Om de effectiviteit van de inspanningen ter bestrijding van hybride bedreigingen te vergroten en de boodschap van eenheid tussen de EU-lidstaten en de bondgenoten van de Noord-Atlantische Verdragsorganisatie (NAVO) te versterken, is in de Gezamenlijke Verklaring van Warschau 19 van juli 2016 vastgesteld dat samenwerking bij het bestrijden van hybride bedreigingen een kerngebied is van de samenwerking tussen de EU en de NAVO. Op dit ogenblik heeft bijna één derde van alle gezamenlijke voorstellen voor samenwerking betrekking op hybride bedreigingen 20 . De hierboven beschreven oefeningen en het "EU Playbook 21 " worden dit jaar uitgebouwd, waarbij de samenwerking verder wordt verdiept.

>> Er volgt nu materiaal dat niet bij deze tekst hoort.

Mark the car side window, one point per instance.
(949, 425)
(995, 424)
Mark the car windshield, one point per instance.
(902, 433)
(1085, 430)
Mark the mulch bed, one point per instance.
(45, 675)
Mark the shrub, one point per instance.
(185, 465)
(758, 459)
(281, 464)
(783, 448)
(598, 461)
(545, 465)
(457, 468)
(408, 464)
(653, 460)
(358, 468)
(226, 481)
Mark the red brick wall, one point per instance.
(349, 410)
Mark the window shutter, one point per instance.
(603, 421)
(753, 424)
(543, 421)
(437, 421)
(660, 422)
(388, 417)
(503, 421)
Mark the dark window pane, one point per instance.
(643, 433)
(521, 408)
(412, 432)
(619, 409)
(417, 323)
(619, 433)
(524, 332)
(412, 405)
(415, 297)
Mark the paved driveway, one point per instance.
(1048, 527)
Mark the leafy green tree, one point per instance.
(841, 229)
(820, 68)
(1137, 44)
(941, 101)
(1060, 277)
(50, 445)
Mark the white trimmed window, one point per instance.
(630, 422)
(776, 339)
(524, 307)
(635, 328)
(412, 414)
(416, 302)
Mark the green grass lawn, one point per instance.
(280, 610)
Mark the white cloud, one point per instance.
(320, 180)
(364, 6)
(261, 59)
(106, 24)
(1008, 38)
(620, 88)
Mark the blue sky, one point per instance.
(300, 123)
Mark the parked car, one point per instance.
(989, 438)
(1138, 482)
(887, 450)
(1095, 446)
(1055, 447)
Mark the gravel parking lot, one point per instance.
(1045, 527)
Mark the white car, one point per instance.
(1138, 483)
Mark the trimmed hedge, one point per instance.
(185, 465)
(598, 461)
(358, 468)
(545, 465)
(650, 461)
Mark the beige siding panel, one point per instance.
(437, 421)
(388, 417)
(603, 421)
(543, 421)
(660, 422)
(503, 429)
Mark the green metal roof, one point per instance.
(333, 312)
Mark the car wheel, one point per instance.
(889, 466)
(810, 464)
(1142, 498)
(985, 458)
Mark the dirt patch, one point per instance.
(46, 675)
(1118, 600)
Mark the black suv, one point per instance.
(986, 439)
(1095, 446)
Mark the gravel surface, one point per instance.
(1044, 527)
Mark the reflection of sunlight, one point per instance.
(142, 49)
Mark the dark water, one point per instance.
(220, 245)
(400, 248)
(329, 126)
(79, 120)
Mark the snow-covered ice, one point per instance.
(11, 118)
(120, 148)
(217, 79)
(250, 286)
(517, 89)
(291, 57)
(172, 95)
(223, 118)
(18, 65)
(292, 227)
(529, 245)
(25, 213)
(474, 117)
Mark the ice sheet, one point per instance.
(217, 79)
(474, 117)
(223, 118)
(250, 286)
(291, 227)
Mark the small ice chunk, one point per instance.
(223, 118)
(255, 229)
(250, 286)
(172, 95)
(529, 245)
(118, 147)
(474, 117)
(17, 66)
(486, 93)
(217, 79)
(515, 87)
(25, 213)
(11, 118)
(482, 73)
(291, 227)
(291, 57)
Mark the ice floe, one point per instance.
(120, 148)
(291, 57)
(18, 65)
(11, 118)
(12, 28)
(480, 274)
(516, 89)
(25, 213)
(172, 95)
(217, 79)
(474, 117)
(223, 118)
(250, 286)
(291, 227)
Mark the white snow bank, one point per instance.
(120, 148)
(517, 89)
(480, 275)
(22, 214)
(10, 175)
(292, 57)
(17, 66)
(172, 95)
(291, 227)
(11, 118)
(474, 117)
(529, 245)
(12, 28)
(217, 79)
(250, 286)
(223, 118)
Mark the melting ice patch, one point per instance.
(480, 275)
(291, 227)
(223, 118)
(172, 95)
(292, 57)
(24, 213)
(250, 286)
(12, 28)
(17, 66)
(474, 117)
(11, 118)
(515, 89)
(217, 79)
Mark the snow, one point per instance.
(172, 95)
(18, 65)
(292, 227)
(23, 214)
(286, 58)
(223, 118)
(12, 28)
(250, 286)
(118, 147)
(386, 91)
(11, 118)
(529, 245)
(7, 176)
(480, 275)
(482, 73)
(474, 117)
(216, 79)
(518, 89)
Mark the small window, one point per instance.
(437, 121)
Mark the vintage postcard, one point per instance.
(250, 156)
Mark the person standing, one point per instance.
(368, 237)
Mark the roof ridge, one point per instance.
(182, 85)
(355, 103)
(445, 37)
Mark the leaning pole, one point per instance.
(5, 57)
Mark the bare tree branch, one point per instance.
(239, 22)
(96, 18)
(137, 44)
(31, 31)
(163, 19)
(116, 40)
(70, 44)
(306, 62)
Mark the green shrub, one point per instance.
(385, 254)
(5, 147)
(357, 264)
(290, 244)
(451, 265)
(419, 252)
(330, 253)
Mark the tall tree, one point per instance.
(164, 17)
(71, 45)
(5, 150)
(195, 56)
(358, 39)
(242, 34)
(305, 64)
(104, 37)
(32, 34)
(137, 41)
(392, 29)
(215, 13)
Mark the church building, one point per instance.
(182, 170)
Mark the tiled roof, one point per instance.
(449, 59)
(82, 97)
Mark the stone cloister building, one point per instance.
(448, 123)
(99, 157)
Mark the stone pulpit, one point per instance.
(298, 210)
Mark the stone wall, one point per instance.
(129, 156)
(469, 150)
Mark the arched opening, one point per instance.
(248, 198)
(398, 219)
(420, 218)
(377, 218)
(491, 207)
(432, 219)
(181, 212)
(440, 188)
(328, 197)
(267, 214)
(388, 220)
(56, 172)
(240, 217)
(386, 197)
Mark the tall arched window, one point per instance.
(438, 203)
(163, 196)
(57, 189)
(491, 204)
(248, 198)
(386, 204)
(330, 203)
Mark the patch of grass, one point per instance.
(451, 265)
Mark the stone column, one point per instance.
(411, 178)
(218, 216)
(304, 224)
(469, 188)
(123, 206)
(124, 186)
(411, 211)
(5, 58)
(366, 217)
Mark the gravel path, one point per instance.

3.Krachtiger reageren op de evoluerende bedreigingen

3.1.Situationeel bewustzijn - verbeterde capaciteit om hybride bedreigingen op te sporen

Inspanningen om hybride bedreigingen te bestrijden, moeten worden geschraagd door een capaciteit om kwaadwillige cyberactiviteiten en de bronnen daarvan, zowel intern als extern, op te sporen en de mogelijke verbanden tussen ogenschijnlijk niet met elkaar in verband staande gebeurtenissen te begrijpen. Daartoe is het van essentieel belang dat gebruik wordt gemaakt van alle beschikbare gegevensstromen, met inbegrip van publiek beschikbare informatie.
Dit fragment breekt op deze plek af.